The goal of this tutorial is to learn how to count absolute and relative frequencies of the entries of a vector in a fast way.
# In this tutorial we are going to use the iris dataset
# We will count the amount of plants of each Species
data("iris")
str(iris)
## 'data.frame': 150 obs. of 5 variables:
## $ Sepal.Length: num 5.1 4.9 4.7 4.6 5 5.4 4.6 5 4.4 4.9 ...
## $ Sepal.Width : num 3.5 3 3.2 3.1 3.6 3.9 3.4 3.4 2.9 3.1 ...
## $ Petal.Length: num 1.4 1.4 1.3 1.5 1.4 1.7 1.4 1.5 1.4 1.5 ...
## $ Petal.Width : num 0.2 0.2 0.2 0.2 0.2 0.4 0.3 0.2 0.2 0.1 ...
## $ Species : Factor w/ 3 levels "setosa","versicolor",..: 1 1 1 1 1 1 1 1 1 1 ...
# We can obtain this information doing a summary
summary(iris$Species)
## setosa versicolor virginica
## 50 50 50
str(summary(iris$Species))
## Named int [1:3] 50 50 50
## - attr(*, "names")= chr [1:3] "setosa" "versicolor" "virginica"
# We can also create a table with the frequencies
table(iris$Species)
##
## setosa versicolor virginica
## 50 50 50
str(table(iris$Species))
## 'table' int [1:3(1d)] 50 50 50
## - attr(*, "dimnames")=List of 1
## ..$ : chr [1:3] "setosa" "versicolor" "virginica"
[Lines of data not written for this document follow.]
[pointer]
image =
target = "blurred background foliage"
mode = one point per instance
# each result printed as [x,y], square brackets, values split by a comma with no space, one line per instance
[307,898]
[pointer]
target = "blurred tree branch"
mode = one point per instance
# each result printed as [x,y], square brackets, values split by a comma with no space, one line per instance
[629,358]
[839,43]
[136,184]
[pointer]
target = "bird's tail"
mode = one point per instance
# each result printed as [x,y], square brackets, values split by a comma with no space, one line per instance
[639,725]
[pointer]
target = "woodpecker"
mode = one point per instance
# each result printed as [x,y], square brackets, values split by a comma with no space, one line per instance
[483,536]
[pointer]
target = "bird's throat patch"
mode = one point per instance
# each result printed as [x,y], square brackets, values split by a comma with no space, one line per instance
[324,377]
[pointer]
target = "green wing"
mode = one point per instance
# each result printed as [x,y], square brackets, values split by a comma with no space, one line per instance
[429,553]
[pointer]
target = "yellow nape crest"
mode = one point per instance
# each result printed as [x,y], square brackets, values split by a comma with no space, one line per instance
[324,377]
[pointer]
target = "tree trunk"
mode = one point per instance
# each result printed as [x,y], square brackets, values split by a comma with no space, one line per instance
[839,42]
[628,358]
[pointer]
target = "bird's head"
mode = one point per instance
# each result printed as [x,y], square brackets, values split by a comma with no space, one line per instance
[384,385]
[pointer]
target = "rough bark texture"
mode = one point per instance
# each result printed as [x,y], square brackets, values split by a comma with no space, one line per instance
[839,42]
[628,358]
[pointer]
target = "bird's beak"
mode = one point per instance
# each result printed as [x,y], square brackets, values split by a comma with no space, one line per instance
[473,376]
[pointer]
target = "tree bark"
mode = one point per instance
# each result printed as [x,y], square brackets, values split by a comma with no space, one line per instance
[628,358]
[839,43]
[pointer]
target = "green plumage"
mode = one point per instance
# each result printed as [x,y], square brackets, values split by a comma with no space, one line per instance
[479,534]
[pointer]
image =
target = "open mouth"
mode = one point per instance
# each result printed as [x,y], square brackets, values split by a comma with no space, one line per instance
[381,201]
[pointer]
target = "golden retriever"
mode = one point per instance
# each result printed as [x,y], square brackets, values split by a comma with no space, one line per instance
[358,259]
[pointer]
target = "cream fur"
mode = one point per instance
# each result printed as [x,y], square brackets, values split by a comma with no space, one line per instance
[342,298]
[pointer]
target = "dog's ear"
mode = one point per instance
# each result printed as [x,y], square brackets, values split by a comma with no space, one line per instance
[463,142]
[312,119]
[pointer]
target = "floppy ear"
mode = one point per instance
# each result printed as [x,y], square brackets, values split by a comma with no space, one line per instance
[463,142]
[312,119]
# If we want a data frame we can always do
data.frame(table(iris$Species))
## Var1 Freq
## 1 setosa 50
## 2 versicolor 50
## 3 virginica 50
# We can do it by hand dividing the frequency by the total number of entries
table(iris$Species)/length(iris$Species)
##
## setosa versicolor virginica
## 0.3333333 0.3333333 0.3333333
# And we can round the result to be more useful
round(table(iris$Species)/length(iris$Species),2)
##
## setosa versicolor virginica
## 0.33 0.33 0.33
# However there is a function that does that for us: prop.table
prop.table(table(iris$Species))
##
## setosa versicolor virginica
## 0.3333333 0.3333333 0.3333333
# And we can round again to get a nicer view of the table
round(prop.table(table(iris$Species)),2)
##
## setosa versicolor virginica
## 0.33 0.33 0.33
In this tutorial we have learnt how to get the absolute and relative frequencies of some values in a vector. This could be very useful if we want to know the frequency of certain values or their weight in the vector.